21. Januar 2013
Liebe Schachfreunde,
vom 18. bis 20.01.2013 tagte in Armenien das Presidential Board der FIDE. Nach der im Voraus veröffentlichten Agenda waren deutsche Vertreter nicht anwesend. Die noch offenen Änderungen in den Schachregeln wurden auf das nächste Treffen verschoben.
Nichtsdestotrotz wurden in Sachen Titel- und Ratingbestimmungen einige wichtige Änderungen verabschiedet, die ich im Folgenden kurz zusammenfassen werde. Außerdem wurde Frank Jäger und Martin Sebastian der IA-Titel verliehen.
Bei den Titelbestimmungen wurden die bisher geltenden strengen Bedenkzeitvorgaben gestrichen. Nunmehr wird nur noch verlangt, dass die Bedenkzeit im Modus ohne Zeitzuschlag mindestens zwei Stunden mit sich anschließenden 30 Minuten oder im Modus mit Zeitzuschlag von mindestens 30 Sekunden mindestens 90 Minuten für die gesamte Partie (unabhängig vom Zeitzuschlag) betragen muss.

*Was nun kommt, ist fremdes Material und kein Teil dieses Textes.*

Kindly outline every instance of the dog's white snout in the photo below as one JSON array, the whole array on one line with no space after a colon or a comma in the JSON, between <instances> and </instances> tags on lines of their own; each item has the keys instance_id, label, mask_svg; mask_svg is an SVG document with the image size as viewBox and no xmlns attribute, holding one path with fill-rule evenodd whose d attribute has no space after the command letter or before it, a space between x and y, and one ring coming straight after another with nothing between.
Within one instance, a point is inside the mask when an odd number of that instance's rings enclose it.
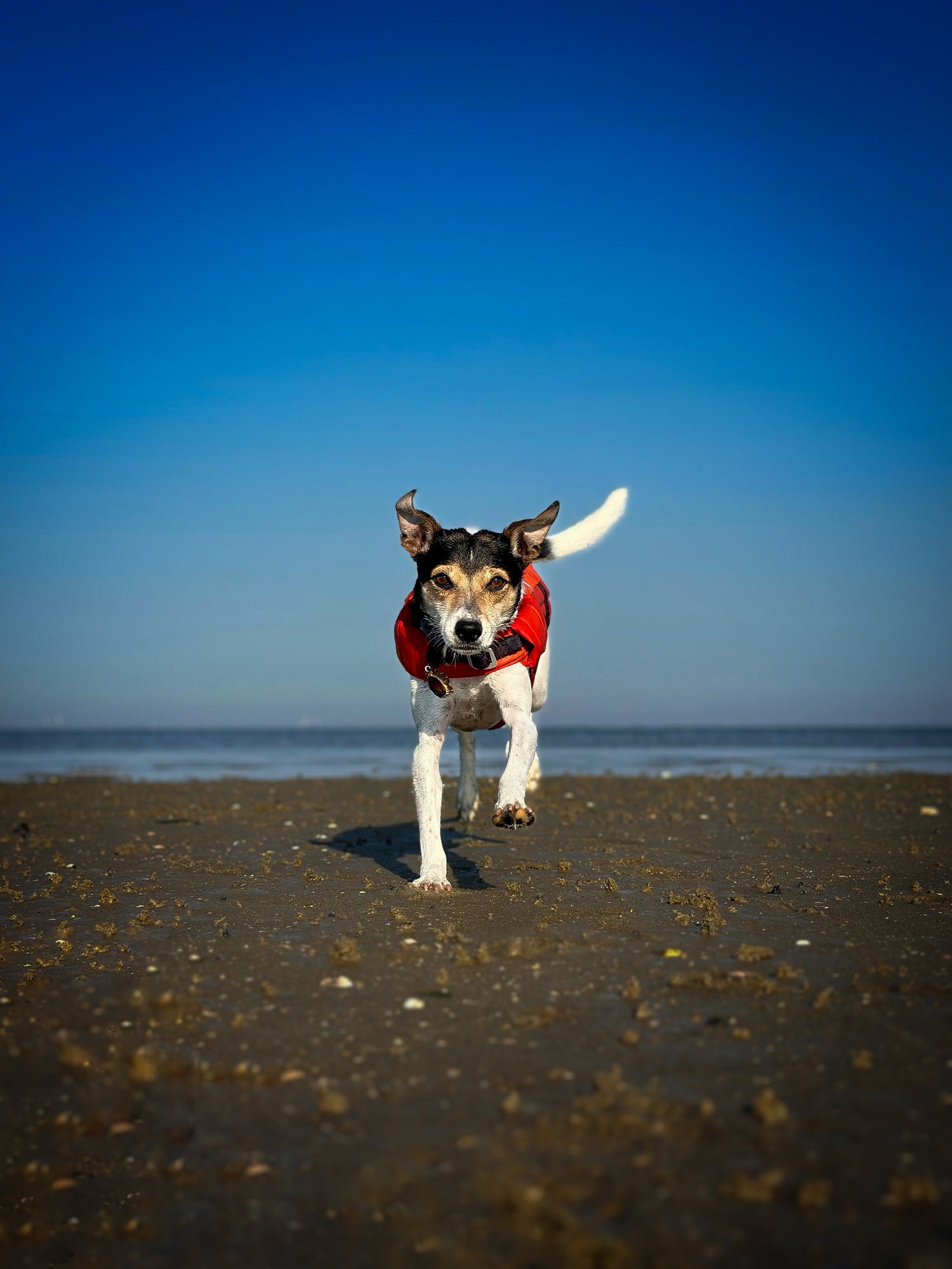
<instances>
[{"instance_id":1,"label":"dog's white snout","mask_svg":"<svg viewBox=\"0 0 952 1269\"><path fill-rule=\"evenodd\" d=\"M482 622L475 617L462 617L453 627L461 643L477 643L482 638Z\"/></svg>"}]
</instances>

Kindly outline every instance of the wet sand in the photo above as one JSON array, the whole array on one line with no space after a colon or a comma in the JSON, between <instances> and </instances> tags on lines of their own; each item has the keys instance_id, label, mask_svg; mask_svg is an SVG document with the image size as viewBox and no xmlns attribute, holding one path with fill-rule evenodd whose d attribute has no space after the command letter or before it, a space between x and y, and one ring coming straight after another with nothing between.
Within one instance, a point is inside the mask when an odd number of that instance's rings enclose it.
<instances>
[{"instance_id":1,"label":"wet sand","mask_svg":"<svg viewBox=\"0 0 952 1269\"><path fill-rule=\"evenodd\" d=\"M952 1265L952 779L491 788L0 786L4 1263Z\"/></svg>"}]
</instances>

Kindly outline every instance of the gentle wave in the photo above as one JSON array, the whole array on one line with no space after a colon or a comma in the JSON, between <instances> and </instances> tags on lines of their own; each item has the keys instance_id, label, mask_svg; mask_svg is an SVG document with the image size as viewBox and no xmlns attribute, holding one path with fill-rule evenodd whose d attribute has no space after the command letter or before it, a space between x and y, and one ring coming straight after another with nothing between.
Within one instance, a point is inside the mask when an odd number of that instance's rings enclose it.
<instances>
[{"instance_id":1,"label":"gentle wave","mask_svg":"<svg viewBox=\"0 0 952 1269\"><path fill-rule=\"evenodd\" d=\"M0 780L58 775L185 780L245 777L410 774L409 727L55 728L0 731ZM505 733L481 732L477 768L495 775ZM545 727L548 774L675 777L816 775L831 772L952 772L947 727ZM443 770L458 770L451 737Z\"/></svg>"}]
</instances>

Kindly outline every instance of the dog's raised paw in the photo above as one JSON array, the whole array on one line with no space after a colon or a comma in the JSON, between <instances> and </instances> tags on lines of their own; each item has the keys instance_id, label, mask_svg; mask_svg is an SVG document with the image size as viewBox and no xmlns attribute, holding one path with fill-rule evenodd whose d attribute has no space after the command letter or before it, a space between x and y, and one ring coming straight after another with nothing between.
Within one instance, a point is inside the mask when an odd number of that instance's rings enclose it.
<instances>
[{"instance_id":1,"label":"dog's raised paw","mask_svg":"<svg viewBox=\"0 0 952 1269\"><path fill-rule=\"evenodd\" d=\"M498 829L528 829L536 816L527 806L519 802L509 802L508 806L498 806L493 812L493 822Z\"/></svg>"}]
</instances>

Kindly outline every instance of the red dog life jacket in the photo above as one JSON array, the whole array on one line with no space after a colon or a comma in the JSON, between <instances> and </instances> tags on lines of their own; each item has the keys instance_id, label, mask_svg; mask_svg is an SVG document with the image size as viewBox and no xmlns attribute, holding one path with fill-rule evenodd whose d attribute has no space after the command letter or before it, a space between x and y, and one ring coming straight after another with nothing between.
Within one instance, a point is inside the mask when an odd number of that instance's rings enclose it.
<instances>
[{"instance_id":1,"label":"red dog life jacket","mask_svg":"<svg viewBox=\"0 0 952 1269\"><path fill-rule=\"evenodd\" d=\"M503 670L506 665L524 665L529 671L529 679L534 680L536 666L548 642L552 605L548 602L548 586L532 565L522 575L522 599L515 617L493 640L496 662L485 669L477 669L468 661L442 661L443 650L440 648L439 652L433 650L429 638L420 629L419 614L415 608L414 595L410 591L393 627L400 664L415 679L426 678L428 665L434 670L442 670L451 679L472 679L491 674L494 670ZM486 657L486 660L491 661L491 657Z\"/></svg>"}]
</instances>

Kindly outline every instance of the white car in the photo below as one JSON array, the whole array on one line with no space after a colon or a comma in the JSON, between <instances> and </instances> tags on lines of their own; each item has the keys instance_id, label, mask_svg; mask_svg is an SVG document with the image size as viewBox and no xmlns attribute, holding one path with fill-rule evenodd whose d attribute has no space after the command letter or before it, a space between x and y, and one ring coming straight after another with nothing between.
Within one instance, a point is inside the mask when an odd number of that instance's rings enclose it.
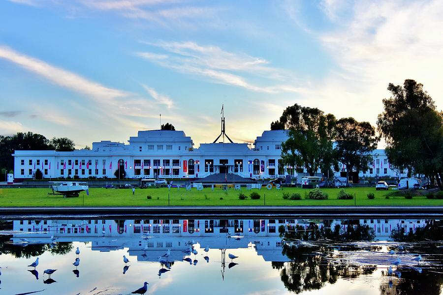
<instances>
[{"instance_id":1,"label":"white car","mask_svg":"<svg viewBox=\"0 0 443 295\"><path fill-rule=\"evenodd\" d=\"M156 184L167 184L168 182L166 179L157 179L156 180Z\"/></svg>"},{"instance_id":2,"label":"white car","mask_svg":"<svg viewBox=\"0 0 443 295\"><path fill-rule=\"evenodd\" d=\"M376 184L376 190L379 189L388 190L389 188L389 185L386 183L386 181L379 181Z\"/></svg>"}]
</instances>

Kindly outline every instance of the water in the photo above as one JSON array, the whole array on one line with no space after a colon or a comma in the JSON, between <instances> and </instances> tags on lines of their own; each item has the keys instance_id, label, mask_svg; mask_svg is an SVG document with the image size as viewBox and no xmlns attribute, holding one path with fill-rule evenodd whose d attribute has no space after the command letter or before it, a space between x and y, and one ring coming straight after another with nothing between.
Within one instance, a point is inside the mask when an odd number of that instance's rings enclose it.
<instances>
[{"instance_id":1,"label":"water","mask_svg":"<svg viewBox=\"0 0 443 295\"><path fill-rule=\"evenodd\" d=\"M443 294L439 220L150 217L1 226L3 294L128 294L145 281L147 294ZM189 244L196 255L183 252ZM168 249L163 266L158 257ZM231 262L230 253L238 257ZM419 264L411 261L419 254ZM36 272L27 266L37 257ZM398 258L401 263L389 274ZM51 279L43 273L47 268L57 269Z\"/></svg>"}]
</instances>

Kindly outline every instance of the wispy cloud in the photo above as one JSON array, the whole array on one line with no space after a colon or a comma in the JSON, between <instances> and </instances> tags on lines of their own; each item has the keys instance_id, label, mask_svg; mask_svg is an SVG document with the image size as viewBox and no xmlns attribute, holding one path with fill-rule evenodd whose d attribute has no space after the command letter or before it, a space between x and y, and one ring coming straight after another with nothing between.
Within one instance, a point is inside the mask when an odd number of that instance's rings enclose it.
<instances>
[{"instance_id":1,"label":"wispy cloud","mask_svg":"<svg viewBox=\"0 0 443 295\"><path fill-rule=\"evenodd\" d=\"M296 85L289 71L272 67L262 58L229 52L216 46L202 46L192 42L146 43L160 48L161 54L138 52L136 55L161 66L203 77L213 82L237 86L257 92L298 92L305 89ZM258 84L249 80L261 79ZM268 84L263 86L262 85Z\"/></svg>"},{"instance_id":2,"label":"wispy cloud","mask_svg":"<svg viewBox=\"0 0 443 295\"><path fill-rule=\"evenodd\" d=\"M0 59L3 59L38 75L60 86L100 100L122 97L128 92L103 86L71 72L51 65L40 59L0 46Z\"/></svg>"}]
</instances>

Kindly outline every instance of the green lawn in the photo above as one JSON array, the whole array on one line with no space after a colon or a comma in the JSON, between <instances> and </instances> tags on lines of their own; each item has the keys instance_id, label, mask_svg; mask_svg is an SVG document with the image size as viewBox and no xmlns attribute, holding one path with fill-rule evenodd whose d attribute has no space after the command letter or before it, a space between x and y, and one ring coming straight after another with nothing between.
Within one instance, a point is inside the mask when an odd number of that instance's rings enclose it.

Bisher galt ja schon, dass nicht mehr als zwei Runden an einem Tag gespielt werden durften. In Anträgen auf Verleihung des GM-Titels muss nun aber mindestens eine Norm (also nicht alle!) enthalten sein, bei der an drei Tagen nur eine Runde gespielt wurde.
Hauptschiedsrichter muss (wie bisher) bei einem Normenturnier ein IA oder ein FA sein. Dieser kann zeitlich begrenzt einen Hilfsschiedsrichter ernennen. Es muss aber immer ein IA oder FA im Spielbereich sein. Kein Schiedsrichter darf in dem Turnier mitspielen, auch nicht als „Lückenfüller“.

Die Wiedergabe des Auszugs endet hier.